Example: Detecting Overfitting

from sklearn.tree import DecisionTreeClassifier
from sklearn.model_selection import train_test_split
from sklearn.metrics import accuracy_score
from sklearn.datasets import load_iris

# Load data
X, y = load_iris(return_X_y=True)
X_train, X_test, y_train, y_test = train_test_split(X, y, test_size=0.3, random_state=42)

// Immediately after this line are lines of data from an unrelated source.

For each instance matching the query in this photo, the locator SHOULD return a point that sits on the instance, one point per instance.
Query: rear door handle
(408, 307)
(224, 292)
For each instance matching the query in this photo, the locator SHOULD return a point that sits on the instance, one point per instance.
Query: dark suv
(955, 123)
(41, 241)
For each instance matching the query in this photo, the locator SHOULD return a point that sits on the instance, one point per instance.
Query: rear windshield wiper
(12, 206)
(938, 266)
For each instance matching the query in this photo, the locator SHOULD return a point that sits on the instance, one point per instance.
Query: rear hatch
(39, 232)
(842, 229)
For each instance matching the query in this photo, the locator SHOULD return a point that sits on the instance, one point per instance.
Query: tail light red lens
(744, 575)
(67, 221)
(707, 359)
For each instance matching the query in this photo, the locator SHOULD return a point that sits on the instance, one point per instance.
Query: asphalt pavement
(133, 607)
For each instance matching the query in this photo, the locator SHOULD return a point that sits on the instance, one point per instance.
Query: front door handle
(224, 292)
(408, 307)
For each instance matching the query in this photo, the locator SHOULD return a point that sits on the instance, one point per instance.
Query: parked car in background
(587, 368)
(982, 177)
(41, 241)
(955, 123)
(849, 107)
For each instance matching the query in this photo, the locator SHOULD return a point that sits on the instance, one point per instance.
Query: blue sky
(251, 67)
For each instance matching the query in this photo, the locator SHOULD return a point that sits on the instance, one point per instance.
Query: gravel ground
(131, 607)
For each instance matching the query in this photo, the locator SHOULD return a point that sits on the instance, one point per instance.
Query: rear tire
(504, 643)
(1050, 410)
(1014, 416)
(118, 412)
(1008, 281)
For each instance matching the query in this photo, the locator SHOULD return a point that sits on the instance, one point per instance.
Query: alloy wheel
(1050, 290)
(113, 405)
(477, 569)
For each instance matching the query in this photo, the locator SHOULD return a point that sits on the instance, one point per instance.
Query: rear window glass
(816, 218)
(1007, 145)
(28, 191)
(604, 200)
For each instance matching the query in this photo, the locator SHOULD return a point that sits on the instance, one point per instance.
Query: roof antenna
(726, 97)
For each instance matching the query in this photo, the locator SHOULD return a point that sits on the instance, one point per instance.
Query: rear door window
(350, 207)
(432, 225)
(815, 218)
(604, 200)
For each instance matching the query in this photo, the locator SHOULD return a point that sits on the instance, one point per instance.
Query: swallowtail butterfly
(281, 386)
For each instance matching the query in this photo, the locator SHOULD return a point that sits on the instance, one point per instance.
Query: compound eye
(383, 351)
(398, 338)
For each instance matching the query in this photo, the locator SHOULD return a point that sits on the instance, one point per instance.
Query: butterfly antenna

# Train model with different depths
for depth in [2, 5, 10]:
    model = DecisionTreeClassifier(max_depth=depth, random_state=42)
    model.fit(X_train, y_train)
    train_acc = accuracy_score(y_train, model.predict(X_train))
    test_acc = accuracy_score(y_test, model.predict(X_test))
    print(f"Depth={depth}: Train Accuracy={train_acc:.2f}, Test Accuracy={test_acc:.2f}")

Interpretation:

If training accuracy >> test accuracy → Overfitting
If both are low → Underfitting

🧠 Summary

Concept	Description	Benefit
Cross-Validation	Splits data into folds for more reliable model evaluation	Reduces bias and improves reliability
GridSearchCV	Tests multiple hyperparameter combinations	Optimizes model performance
Overfitting	Model too complex, memorizes training data	Use regularization, simplify model
Underfitting	Model too simple, misses patterns	Add complexity, more features

By combining cross-validation, hyperparameter tuning, and regularization techniques, you can build machine learning models that are accurate, robust, and generalize well to unseen data.